23 de noviembre de 2013

El meteorito

Un meteorito. Eso era. O al menos así llegó. Como una bola que cae sin motivo ni rumbo fijo pero que arrasa todo lo que encuentra y va quemando y quemando a medida que se introduce más y más en la atmósfera.

Y aquí, nuestro amigo el pez, al que por poco se le seca el estanque del susto.

"Hola, Meteorito", dijo el pez. Nunca había visto a un meteorito (o, si lo había visto, no se acordaba, estos peces y su memoria...) y estaba fascinado. "¿Qué buscas aquí?"
"No sé", contestó el meteorito con voz vacía.
"¿Estás triste?", preguntó el pez.
"Puede", le respondió el meteorito.
"¿Y por qué estás triste?"
"Da igual."
"¿Acaso te falta algo?"
"Sí."

El pececito entonces vio dentro del meteorito. Y, efectivamente, le faltaba un pedazo, parecía pequeñito por fuera, pero por dentro era enorme. El pececito sintió que debía ayudar al meteorito a encontrar ese pedazo. No quería sustituirlo, el pececito era consciente de que no estaba hecho para vivir en meteoritos, pero quizá si el meteorito encontraba su pedazo dejaría de estar triste y sonreiría. Y al pez le gustaban mucho las sonrisas.

"¿Quieres que te ayude?"
"Me da igual"
"¿Siempre eres tan elocuente?"
Si hubiera tenido hombros, el meteorito los habría encogido.

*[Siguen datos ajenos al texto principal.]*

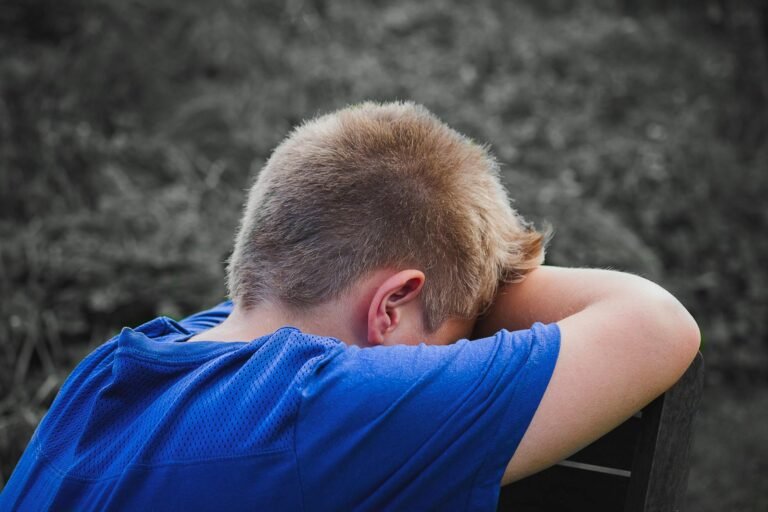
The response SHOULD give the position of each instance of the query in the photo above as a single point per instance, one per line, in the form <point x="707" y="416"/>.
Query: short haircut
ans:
<point x="378" y="186"/>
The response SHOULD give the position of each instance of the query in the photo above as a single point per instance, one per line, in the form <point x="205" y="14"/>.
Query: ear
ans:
<point x="386" y="308"/>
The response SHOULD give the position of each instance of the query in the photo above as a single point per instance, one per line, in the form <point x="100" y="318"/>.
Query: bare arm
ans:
<point x="624" y="341"/>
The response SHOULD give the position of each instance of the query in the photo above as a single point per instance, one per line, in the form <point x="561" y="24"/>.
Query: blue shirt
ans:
<point x="288" y="421"/>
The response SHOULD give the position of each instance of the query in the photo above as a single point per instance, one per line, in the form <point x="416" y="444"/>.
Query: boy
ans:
<point x="374" y="238"/>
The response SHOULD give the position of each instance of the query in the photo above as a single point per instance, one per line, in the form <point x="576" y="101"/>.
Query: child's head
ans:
<point x="380" y="186"/>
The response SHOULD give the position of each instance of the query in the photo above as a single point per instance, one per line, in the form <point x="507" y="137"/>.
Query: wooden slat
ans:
<point x="660" y="471"/>
<point x="565" y="489"/>
<point x="660" y="437"/>
<point x="616" y="449"/>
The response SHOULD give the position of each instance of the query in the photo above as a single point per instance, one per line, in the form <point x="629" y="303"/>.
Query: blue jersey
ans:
<point x="288" y="421"/>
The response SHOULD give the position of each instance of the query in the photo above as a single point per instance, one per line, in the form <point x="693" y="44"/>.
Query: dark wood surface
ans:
<point x="660" y="472"/>
<point x="642" y="465"/>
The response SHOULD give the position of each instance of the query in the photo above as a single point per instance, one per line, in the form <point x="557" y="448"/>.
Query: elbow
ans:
<point x="679" y="332"/>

Pobre meteorito, con menudo pez cabezota se había ido a encontrar.
Y tan cabezota. Se había dado cuenta de que, si se acercaba mucho al meteorito, se le secaban las escamitas y comenzaba a encontrarse mal. Pero él seguía insistiendo. Al fin y al cabo, el meteorito había caído al lado de su estanque, el pececito no podía ignorarlo sin más. "A nadie le gusta estar sin un pedazo", pensó. El pececito sabía que el meteorito no iba a pedirle ayuda, pero igualmente lo iba a hacer. Tendría cuidado de no acercarse demasiado, cuidaría de sus escamas, pero la decisión estaba tomada.